As a child, I spent weeks at a time hospitalized with lung disease. Through spells of sickness, I took solace in my imagination, drawing and redrawing hundreds of versions of the same subject—each act of repetition pulling me deeper into a realm where sickness could not find me. 

In spring 2020, quarantining with my family, first subconsciously and then consciously, I found myself reaching for the same comfort—the comfort of repetition—that I had decades earlier. Like the confines of a hospital room in Seattle, my world shrank to the size of my studio. Through the meditative and soothing process of creating, the uncertainty of living in a country ravaged by a novel virus dissipated. I disappeared into other worlds—amalgamations of imagery existing somewhere between memory and imagination. 

The result, Flower Mounds, is a cohesive series of verdant, undulating, biomorphic work. The series is an expression of my own exuberance for life and a love letter to the natural world, borne of a coping mechanism from early adolescence. Flower Mounds offers an escape into soft, surreal landscapes: a safe place to land.

Flower Mounds explores notions of home, not only in its connection to childhood comforts, but also to traditional Slavic art’s reverence for botanicals, a nod to my roots as a first generation American.
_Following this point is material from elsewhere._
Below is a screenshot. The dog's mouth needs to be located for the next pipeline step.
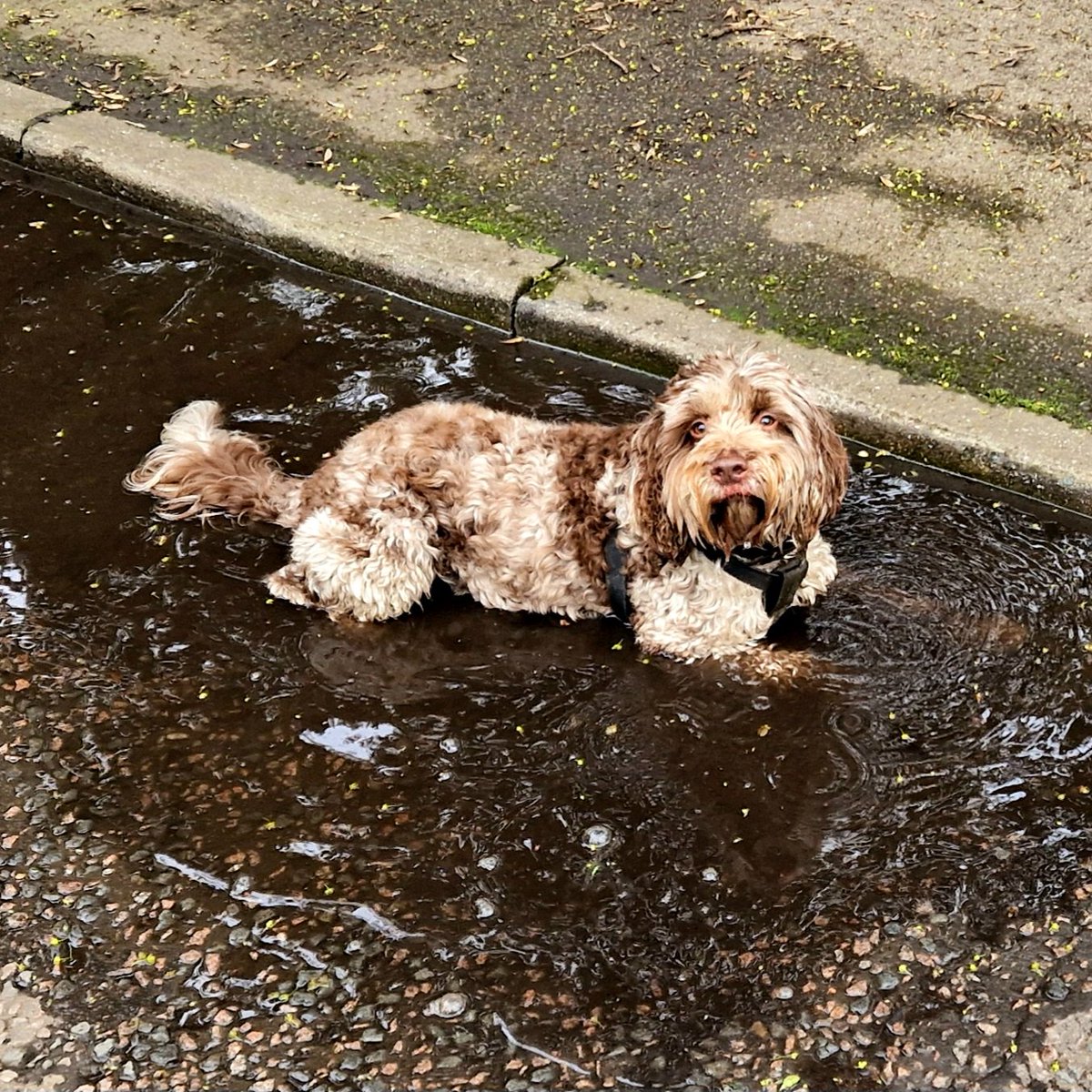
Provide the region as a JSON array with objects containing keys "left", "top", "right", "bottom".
[{"left": 710, "top": 490, "right": 765, "bottom": 544}]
Throughout the creation of this series, I thought often of the delight and solace my Slavic foremothers took in floral motif embroidery on garments, decorating the walls of homes with painted botanicals, decorated eggs and traditional Croatian silver filigree jewerly during tremulous times. 
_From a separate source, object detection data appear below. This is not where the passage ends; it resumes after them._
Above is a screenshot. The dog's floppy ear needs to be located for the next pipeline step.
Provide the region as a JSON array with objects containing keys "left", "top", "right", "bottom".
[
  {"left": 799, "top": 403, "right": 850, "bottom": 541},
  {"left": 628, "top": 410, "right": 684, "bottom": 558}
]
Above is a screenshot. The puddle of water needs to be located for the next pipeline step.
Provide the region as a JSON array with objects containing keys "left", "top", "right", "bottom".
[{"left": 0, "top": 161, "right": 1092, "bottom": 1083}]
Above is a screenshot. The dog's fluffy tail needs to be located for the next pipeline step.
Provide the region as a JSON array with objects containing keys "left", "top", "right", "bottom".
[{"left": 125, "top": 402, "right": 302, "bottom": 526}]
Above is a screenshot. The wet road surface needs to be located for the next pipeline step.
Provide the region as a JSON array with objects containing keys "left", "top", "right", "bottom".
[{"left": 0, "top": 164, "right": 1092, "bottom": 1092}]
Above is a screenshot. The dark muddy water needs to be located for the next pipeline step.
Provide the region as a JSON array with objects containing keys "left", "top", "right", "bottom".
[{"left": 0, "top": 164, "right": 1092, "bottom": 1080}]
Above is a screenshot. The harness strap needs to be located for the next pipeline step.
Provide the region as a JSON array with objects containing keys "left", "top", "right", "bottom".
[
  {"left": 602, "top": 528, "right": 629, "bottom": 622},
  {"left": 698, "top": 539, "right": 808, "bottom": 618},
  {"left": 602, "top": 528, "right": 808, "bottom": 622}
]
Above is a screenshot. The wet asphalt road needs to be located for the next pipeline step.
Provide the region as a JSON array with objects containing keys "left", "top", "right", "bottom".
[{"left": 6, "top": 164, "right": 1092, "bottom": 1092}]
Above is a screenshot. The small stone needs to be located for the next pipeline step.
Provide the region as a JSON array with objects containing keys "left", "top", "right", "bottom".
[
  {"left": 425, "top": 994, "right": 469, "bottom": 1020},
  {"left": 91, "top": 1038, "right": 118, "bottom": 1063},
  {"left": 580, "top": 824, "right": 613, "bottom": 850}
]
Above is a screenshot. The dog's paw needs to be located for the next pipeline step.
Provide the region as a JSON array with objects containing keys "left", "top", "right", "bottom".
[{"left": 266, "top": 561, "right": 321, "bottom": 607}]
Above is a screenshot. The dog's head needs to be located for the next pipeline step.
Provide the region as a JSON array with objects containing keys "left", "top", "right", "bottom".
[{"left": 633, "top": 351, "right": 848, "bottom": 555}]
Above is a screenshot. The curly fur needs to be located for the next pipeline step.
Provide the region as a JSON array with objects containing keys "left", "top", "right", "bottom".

Flower Mounds incorporates a wide breadth of unconventional materials, using only what I had already at home—including everything from sample house paint to mortar to Styrofoam. My commitment to the safety of quarantine unwavering, I began hand-making paper when my supply of other viable surfaces dwindled. To do this, I used, among other tools, a child’s plastic pool. On delicate paper, I painted rolling hills carpeted with flowers.
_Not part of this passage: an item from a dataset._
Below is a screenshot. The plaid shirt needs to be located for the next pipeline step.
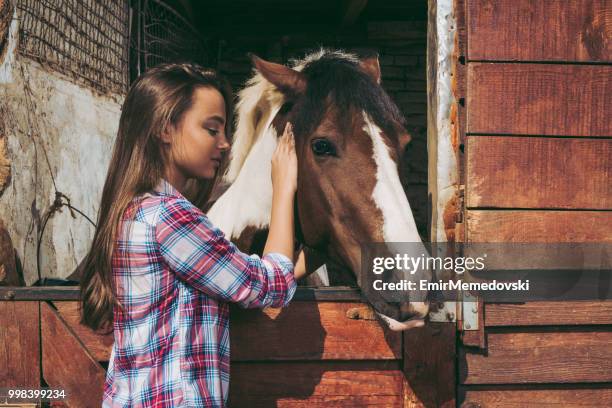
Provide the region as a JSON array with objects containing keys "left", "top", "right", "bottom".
[{"left": 102, "top": 180, "right": 296, "bottom": 407}]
In Flower Mounds I have painted the soft green mountains in the Land of Enchantment, the desolate Sonoran Desert bathed in its warm, soapy hues, and the fireworks show that is a Californian Super Bloom, a veritable explosion of glowing orange.

As the death toll of the pandemic grew over months and then years, so too did the meaning of this body of work. I began to see similarities between Flower Mounds and the burial mounds of various global cultures in. Painting mounds of Day-Glo blooms shaped like headstones, I created a new and sacred space for grieving loss. 

That joie de vivre manifested in Flower Mounds connects deeply to ritual, to nature, to the Queer virtue of radical happiness, and to celebration as a sacred act of grieving.